As autoridades portuguesas desdobraram-se em esforços para encontrar a adolescente. Força Aérea, GNR, Proteção Civil, Polícia Marítima e, a certa altura, até uma lancha de socorros a náufragos. Dezenas de operacionais e de veículos encetaram uma busca por Érica assim que a informação do desaparecimento foi recebida. "Foram ativados todos os meios disponíveis possíveis, que foram muitos", garantiu Afonso Martins, esclarecendo que os primeiros meios de socorro, duas embarcações semirrígidas, chegaram 25 minutos após o alerta.

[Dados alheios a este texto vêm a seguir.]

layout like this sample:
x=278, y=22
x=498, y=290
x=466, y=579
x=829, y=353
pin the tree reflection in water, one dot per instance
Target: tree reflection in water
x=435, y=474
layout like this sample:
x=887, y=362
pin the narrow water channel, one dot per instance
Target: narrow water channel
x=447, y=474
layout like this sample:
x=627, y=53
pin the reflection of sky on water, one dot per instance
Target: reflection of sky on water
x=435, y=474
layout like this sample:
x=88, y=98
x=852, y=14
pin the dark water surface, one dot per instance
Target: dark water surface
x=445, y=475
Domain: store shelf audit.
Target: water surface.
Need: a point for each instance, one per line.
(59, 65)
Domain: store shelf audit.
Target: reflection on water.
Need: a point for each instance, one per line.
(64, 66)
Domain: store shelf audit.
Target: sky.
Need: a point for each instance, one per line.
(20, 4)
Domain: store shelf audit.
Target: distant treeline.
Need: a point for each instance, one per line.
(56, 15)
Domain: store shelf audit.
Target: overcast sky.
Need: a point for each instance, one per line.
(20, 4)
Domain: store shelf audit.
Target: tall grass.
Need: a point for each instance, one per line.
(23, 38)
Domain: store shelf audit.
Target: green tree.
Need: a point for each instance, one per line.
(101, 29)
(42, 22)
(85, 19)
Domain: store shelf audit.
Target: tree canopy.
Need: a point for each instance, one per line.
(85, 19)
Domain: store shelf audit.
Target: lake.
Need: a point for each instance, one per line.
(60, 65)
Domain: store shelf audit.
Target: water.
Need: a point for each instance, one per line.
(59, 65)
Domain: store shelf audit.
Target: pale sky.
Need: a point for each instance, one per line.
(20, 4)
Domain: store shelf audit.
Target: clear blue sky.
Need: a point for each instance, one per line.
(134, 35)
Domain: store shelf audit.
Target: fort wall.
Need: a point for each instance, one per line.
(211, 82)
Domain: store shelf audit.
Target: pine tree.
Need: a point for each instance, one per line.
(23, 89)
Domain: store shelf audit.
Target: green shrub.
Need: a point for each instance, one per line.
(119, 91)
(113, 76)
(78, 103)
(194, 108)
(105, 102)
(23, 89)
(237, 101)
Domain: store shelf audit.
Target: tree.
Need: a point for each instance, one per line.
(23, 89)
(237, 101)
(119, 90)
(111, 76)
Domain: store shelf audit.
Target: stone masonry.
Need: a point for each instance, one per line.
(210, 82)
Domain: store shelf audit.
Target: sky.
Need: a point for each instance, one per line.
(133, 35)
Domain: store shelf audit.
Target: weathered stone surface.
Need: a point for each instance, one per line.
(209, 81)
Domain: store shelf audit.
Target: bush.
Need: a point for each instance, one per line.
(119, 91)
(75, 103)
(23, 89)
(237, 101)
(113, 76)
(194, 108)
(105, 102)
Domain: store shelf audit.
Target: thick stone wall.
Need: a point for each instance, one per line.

Mas era já de noite, "também não havia lua, que só nasceu em quarto minguante às 04:00", o que acabou por complicar todo o processo, uma vez que os meios de socorro tinham pouca visibilidade. A Marinha até tem formas de tentar estimar a localização de pessoas ou embarcações à deriva, traçando um raio de quilómetros com base nas marés, nas correntes e na direção do vento. Só que até aí a situação de Érica foi singular: "A estima que tínhamos apontava mais para oeste, mas não há estimas para pessoas em cima de pranchas", sublinhou Afonso Martins, sinalizando que estes são "elementos que flutuam muito", pelo que seria sempre difícil de prever. Ainda assim Érica foi encontrada na área de buscas.

Se por um lado ajudou à estimativa da área onde estava, foi também pelo utensílio que conseguiu escapar sem problemas graves: "O facto de estar em cima da prancha aliviou o estado de hipotermia porque não estava dentro de água", assinalou o capitão do porto, que teme que o desfecho pudesse não ser tão favorável caso tivesse passado mais tempo. "Se viesse outra noite, a cada minuto da próxima da noite seriam menores as probabilidades com o sucesso que teve. Assustava-me outra noite", reiterou.

De resto, apesar de muito raro, este não é um caso único. Com efeito, em 2000 um homem esteve 40 horas em mar alto depois de se ter perdido no mar de Carcavelos quando praticava windsurf. Esteve quase dois dias inteiros perdido no mar, mas foi encontrado ao largo do cabo Espichel.